Article Courtesy of The Miami
Herald
By LAURA FIGUEROA
Published May 2, 2008
TALLAHASSEE -- Traveling throughout the state, Rep.
Julio Robaina, a Miami Republican, has heard his fair share of ''horror
stories'' about unruly condominium associations -- from limits on access
to financial records to board members' helping themselves to funds.
Days ago, he read about a Pompano Beach man shot to
death by a SWAT team after the man held employees of his condo association
hostage at gunpoint for an hour.
''Sorry Ma. Could not handle these condo people,''
Patrick Dellisanti wrote in a suicide note to his mother. Police say
Dellisanti owed more than $3,000 in back assessments and dues on his
condo. He called the workers ''scum,'' and wrote that they "should
not be working at my condo.''
Robaina, who headed a state task force culling the
state for solutions to condo association woes, hopes a new 96-page set of
regulations that monitors condo associations will avoid or alleviate such
problems before they become crises. The measure was signed into law
Thursday afternoon by Gov. Charlie Crist.

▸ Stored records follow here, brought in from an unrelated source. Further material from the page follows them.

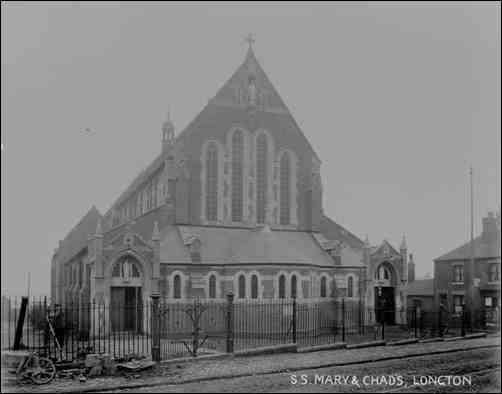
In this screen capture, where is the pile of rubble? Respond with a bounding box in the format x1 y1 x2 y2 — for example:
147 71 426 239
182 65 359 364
57 353 155 382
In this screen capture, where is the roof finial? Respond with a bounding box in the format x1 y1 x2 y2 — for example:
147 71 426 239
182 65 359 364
399 234 408 250
244 33 255 52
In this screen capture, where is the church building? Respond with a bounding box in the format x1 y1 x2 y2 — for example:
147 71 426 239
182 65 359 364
51 42 408 330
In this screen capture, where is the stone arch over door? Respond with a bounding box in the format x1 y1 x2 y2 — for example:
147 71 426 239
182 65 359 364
373 260 400 324
105 250 151 333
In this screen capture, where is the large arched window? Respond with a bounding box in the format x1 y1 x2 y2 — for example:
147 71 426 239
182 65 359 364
291 275 298 298
173 274 181 299
347 276 354 297
256 134 268 223
321 276 328 298
238 275 246 299
209 275 216 298
251 275 258 298
206 142 218 220
279 275 286 298
279 153 291 224
232 130 244 222
112 258 139 279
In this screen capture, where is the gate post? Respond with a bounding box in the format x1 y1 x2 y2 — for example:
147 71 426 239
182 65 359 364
14 297 28 350
413 306 418 338
342 298 345 342
437 305 443 338
382 309 385 341
291 296 296 343
150 294 160 362
226 293 234 353
460 304 465 337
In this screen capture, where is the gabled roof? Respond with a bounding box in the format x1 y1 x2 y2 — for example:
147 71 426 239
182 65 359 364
176 50 320 161
160 226 334 266
370 239 400 256
405 279 434 296
58 205 101 262
434 232 501 261
105 45 320 225
321 214 364 250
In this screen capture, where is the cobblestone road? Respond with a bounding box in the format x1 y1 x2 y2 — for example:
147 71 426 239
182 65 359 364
2 336 500 392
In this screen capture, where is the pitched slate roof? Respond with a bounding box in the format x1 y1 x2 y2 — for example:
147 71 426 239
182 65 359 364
434 231 501 261
105 46 320 222
176 50 320 160
405 279 434 296
321 214 364 250
58 205 101 262
160 226 334 266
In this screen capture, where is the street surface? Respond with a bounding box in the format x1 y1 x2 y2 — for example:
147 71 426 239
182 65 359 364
109 349 500 393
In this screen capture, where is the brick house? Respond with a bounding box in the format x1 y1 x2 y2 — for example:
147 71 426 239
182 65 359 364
434 213 501 315
51 43 408 330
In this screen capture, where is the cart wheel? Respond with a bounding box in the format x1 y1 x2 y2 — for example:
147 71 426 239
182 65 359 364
31 357 56 384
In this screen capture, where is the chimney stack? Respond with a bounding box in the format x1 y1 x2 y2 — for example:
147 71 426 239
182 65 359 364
481 212 498 243
408 253 415 283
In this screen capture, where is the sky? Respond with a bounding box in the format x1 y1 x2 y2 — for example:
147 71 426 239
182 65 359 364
1 2 501 295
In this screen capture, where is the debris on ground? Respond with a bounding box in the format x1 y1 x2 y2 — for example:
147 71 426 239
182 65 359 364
117 360 156 372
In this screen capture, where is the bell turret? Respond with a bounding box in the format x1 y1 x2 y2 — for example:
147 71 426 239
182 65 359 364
162 111 174 153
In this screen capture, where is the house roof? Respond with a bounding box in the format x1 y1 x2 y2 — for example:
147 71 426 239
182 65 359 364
160 226 334 266
58 206 101 262
434 231 501 261
405 279 434 296
321 214 364 250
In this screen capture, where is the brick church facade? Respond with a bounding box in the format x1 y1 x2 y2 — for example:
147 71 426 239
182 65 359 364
51 42 408 330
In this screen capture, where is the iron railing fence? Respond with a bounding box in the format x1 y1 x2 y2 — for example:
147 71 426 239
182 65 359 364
1 295 500 360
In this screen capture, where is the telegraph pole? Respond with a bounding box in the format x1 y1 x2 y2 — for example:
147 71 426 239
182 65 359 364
464 166 481 329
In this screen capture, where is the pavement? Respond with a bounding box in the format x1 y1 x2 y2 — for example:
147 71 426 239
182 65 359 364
2 335 500 392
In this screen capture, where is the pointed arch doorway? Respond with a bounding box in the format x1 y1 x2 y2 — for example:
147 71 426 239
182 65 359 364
110 256 143 333
375 262 396 325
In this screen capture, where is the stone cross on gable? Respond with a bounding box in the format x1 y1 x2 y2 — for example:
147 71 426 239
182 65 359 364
244 33 255 50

''With no one really looking over these boards, the
temptation has driven many people to fraud the associations,'' Robaina
said.
The bill:
• Requires any
condo association director charged with felony theft or embezzlement to be
removed from office until the charges are cleared.
• Requires condo
associations to give 30 days notice before filing a lien against a unit
owner.
• Allows unit
owners to place an item on a board meeting agenda through a petition of 20
percent of owners.
• Requires that
meeting minutes and any other official records must be made available
within 45 miles of the condominium property.
Robaina said he received complaints that records
were stored in facilities several counties away, limiting condo owners'
ability to gain timely access to the records.
The bill gained notoriety after an April 19 showdown
in the House, when Democratic Leader Rep. Dan Gelber of Miami Beach --
angered at the House GOP leadership -- called for each bill to be read in
full.
First bill up for reading? Robaina's 96-page
proposal.
''I hope you all like condo law,'' House Speaker
Marco Rubio of West Miami quipped that day.
It took more than two hours to get through the bill,
which eventually passed. Thursday, Sen. Alex Villalobos, a Miami
Republican who carried the measure in the Senate, joked it only took two
minutes to pass there.
''There should be no one in the House who is not
well versed on this bill,'' Robaina shot back.
The measure is five years in the making for Robaina,
who has unsuccessfully pushed such legislation previously.
''What they've done is given power back to the
people,'' Crist said after signing the bill.